All throughout the economy, people serve the public through hard work. Yes, they are usually paid, as are government employees, but for some reason this is not held against altruistic state workers the way it is against the selfish individuals of the private workforce. Yes, public servants of the kind I admire do not always serve all segments of society equally—but neither does anyone in the government. The main differences are, as a general rule: private servants to the public benefit all of humankind on balance, they do not take from some so that they can do good by others, and their work is often riskier, and much more helpful, than what we can expect from those getting a government paycheck.

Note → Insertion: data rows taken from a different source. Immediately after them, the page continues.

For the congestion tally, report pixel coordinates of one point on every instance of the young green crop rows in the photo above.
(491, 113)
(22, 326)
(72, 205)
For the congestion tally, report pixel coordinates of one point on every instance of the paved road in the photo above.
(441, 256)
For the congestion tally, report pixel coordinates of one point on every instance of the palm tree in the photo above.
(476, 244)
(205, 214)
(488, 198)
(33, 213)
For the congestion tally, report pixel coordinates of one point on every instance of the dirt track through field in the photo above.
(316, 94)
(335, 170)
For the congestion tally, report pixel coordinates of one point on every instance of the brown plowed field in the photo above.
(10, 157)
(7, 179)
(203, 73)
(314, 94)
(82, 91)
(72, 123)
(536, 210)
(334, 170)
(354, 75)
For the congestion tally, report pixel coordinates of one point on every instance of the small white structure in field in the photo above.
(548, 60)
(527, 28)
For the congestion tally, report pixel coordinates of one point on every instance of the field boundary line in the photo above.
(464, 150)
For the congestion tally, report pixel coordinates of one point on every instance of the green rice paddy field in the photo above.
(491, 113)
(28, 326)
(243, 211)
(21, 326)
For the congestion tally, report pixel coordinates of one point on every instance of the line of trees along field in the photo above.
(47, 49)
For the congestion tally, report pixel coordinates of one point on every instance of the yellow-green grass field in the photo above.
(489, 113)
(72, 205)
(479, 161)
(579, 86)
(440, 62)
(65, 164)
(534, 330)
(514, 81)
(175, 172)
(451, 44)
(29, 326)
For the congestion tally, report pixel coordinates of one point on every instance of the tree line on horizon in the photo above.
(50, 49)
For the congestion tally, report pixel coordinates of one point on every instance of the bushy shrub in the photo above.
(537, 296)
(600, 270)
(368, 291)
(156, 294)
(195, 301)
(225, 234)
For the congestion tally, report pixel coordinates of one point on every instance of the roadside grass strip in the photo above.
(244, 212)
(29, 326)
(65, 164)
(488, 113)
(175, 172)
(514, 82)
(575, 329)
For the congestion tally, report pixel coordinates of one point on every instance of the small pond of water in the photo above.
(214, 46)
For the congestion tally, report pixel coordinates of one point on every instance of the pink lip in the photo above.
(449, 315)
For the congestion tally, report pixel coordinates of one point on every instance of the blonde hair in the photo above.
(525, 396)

There are plenty of heroes I have left out, from everyone on a hotel staff that makes visitors, guests, and even many who are just walking through feel as welcome as possible to those who build, sell and repair the modern appliances that make modern life so luxurious for the masses; from the auto mechanics, plumbers and locksmiths to the waiters, waitresses, bartenders, busboys, and other restaurant staff who have brought cosmopolitan dining to all classes of society. I especially support the troops who work in the various food industries—catching fish, hunting game, farming, picking fruit, shipping food, fixing refrigerators, serving, mongering—without whom our connection to the rest of the world would be deprived an important dimension.

I have only mentioned a fraction of the most overlooked public servants. Many of them work hidden from the view of the commons. They fix computers, behind the scenes. They develop movies and art and music. They design buildings and concoct business plans and deliver babies and sew dresses and wake up at 3 AM every day to bake bread or stock shelves. Perhaps I will get to them in another article. Here I have mostly focused on some of my favorite ones lost in plain sight, the ones we see every day and yet are all too often invisible for all they give and how little they take.

Next time someone in the market does you right, in particular if they are of the neglected classes of workers, thank him for his public service. You will be surprised how much it can mean to someone to hear it, after the sheer confusion is overcome. Most of these people are rarely thanked, don’t expect it, and are taken aback when a patron shows he really understands the situation. Public teachers, firemen, cops, soldiers, bureaucrats, civil engineers and so many others are praised everyday. Children are taught at a young age to revere these government officials, many of whom still demand even more appreciation, more tax dollars, more benefits, more national recognition for their subsidized labor. You don’t usually hear such a demand for respect from cabbies, restaurant expediters, private guards, convenience store clerks or the other true public servants, but they would be justified in asking for more appreciation than they get. Yet they never do. They are almost always just happy to serve the public, often at a great personal cost, for a reasonable fee. Honor their sacrifice. Thank a private sector public servant next chance you get.